Fernandes: Zostanę w Manchesterze United, jeśli tylko klub będzie mnie chciał
Fernandes dołączył do Manchesteru United ze Sportingu Lizbona w 2020 roku i pozostały mu dwa lata kontraktu, ale łączono go z przeprowadzką latem do Bayernu Monachium czy Interu Mediolan.
„Będę tu, dopóki… klub musi mnie chcieć” – powiedział Fernandes. „Czuję, że klub chce, żebym był częścią przyszłości, więc jak zawsze mówiłem, nie chcę być zawodnikiem, którego klub nie chce mieć”.
Manchester United przegrał w tym sezonie 14 razy w lidze, co jest ich najgorszym wynikiem w historii Premier League. Jednak w środę podtrzymali pewne nadzieje na grę w europejskich pucharach, wygrywając 3:2 z Newcastle United w ostatnim meczu u siebie.
Zajmują ósme miejsce w tabeli, ale mają na koncie 57 punktów - tyle samo co siódme Newcastle.

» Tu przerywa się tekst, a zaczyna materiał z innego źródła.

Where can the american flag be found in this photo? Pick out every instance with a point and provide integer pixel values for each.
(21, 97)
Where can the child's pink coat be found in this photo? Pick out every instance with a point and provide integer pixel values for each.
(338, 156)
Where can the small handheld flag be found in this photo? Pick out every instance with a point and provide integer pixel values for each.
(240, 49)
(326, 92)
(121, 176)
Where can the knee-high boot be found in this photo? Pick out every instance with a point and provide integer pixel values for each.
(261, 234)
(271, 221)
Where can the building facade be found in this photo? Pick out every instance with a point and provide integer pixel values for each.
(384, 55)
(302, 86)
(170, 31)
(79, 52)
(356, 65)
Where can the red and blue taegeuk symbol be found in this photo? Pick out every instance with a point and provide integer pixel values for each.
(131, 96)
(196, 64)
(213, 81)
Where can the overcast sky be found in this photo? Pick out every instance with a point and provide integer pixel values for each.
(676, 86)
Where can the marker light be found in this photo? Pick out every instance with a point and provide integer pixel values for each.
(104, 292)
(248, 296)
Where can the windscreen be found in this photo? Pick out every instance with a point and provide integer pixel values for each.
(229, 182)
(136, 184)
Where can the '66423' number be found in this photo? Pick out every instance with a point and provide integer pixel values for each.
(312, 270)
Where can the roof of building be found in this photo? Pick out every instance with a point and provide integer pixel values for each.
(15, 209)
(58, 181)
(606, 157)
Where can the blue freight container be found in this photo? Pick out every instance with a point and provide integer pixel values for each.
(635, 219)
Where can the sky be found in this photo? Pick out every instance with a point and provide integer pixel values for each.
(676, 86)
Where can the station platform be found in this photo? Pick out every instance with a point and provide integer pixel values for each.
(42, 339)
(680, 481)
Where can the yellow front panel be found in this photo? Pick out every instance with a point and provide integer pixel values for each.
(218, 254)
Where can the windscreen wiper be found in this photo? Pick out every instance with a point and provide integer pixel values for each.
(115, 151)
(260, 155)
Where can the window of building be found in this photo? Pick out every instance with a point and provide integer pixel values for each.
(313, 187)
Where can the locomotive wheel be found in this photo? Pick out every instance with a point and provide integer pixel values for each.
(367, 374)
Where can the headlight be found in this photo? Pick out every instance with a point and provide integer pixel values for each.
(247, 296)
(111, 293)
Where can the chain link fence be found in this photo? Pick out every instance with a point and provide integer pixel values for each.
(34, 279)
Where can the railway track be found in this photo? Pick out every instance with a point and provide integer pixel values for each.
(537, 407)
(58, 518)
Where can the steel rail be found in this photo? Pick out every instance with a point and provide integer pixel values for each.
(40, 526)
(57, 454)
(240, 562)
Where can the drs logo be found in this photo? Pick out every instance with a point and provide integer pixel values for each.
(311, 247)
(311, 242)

Menedżer United Erik ten Hag, którego przyszłość w klubie jest niejasna, powiedział, że nie ma wątpliwości, że klub chce zatrzymać Fernandesa.
„Bez wątpienia klub chce zatrzymać Bruno. Myślę, że nie ma co do tego wątpliwości” – powiedział dziennikarzom Holender. „Zawsze daje z siebie wszystko. Jest przykładem, nawet pomimo kontuzji, których doświadcza. Kocha piłkę nożną, ale chce wygrywać.
„Jestem bardzo zadowolony z jego występów w całym sezonie, ponieważ nie jest mu łatwo, gdy wokół niego tak wielu zawodników jest kontuzjowanych, a on za każdym razem musi nieść drużynę” - powiedział.